Stack Overflow arrived 15 years ago, revolutionizing the way programmers share knowledge and ready-to-use code. Today we are seeing another transformation with generative artificial intelligence (AI) taking the programming world by storm. Chat interfaces and plugins such as GitHub Copilot and ChatGPT are generating code giving developers the power to create code almost instantly.
However, those who think these tools can turn them into super software developers overnight are deluding themselves. Using a code generation tool still requires being a good programmer who still has to make the effort to understand the code produced and figure out if it is correct and the best possible for the use case.
Codegen tools are trained on large amounts of existing code, including the ways the code has been written and how it has solved problems in the past. If you’re writing something that solves common problems-such as database or SDK connections, API definitions-codegen can handle it easily and excels at these types of tasks.
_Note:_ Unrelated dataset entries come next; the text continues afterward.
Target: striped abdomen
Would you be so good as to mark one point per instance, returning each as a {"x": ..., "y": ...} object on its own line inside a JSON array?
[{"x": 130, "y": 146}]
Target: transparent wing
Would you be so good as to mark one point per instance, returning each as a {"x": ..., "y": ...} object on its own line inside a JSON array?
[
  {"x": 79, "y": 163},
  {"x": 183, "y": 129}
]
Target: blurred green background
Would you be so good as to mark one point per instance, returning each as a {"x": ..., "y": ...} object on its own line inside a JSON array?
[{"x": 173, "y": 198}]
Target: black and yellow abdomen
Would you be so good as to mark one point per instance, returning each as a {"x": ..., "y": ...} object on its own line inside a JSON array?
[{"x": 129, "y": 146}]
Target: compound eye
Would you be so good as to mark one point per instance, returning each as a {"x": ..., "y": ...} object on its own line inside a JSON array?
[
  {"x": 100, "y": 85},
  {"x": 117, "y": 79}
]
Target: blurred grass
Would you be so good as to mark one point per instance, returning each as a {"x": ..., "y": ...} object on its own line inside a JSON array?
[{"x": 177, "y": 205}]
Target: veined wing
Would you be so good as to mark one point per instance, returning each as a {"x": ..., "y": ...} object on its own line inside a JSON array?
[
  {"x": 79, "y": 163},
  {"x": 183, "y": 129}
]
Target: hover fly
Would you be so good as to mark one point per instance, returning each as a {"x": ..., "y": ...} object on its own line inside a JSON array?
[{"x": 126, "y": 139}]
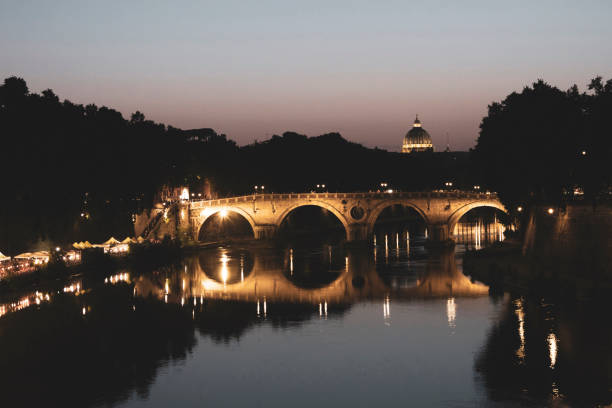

For example, if I need a function to connect to a database, codegen can create it for me quickly. This is a huge time saver compared to manually searching and editing code examples. However, the real trick is knowing what you want. Codegen can be a great help if you already know what you are trying to achieve. It can be an incredibly useful tool for solving team, company, and workflow-specific problems.
However, the problems of understanding requirements remain fundamental. Code has always been the easy part, while requirements have always been the main challenge. You have to have a clear understanding of what you want to achieve from the software so that the codegen can generate the correct code.
But AI answers are not always reliable; the results can be wrong or even made up. Developers should therefore be cautious about blindly relying on AI answers, and in fact only a tiny minority of 3 percent trust them without hesitation. The real effectiveness of codegens lie in their aid to documentation and the creation of context-specific code examples for the project. However, real benefits require improving the entire organization, not just the speed at which code is written. This includes automating processes, sharing knowledge across the enterprise, and creating effective processes in team management.
In addition, it is critical to focus on documentation needs when using AI-generated code. A poorly documented or understood code base poses a risk to the long-term productivity of the organization. It is crucial to have the original information available for reference, especially if it is not in the public domain. Also because simply copying and pasting the code could create an intellectual property problem for the company since at the moment whatever is generated by AI cannot be copyrighted in addition to a potential risk of infringing other copyrights by using code that AI has taken from protected software.
In summary, generative AI can certainly speed up the software development process, but it is no substitute for a thorough understanding of business requirements and context. Organizations aiming for sustainable productivity must focus on automation, knowledge sharing, process optimization, and team management.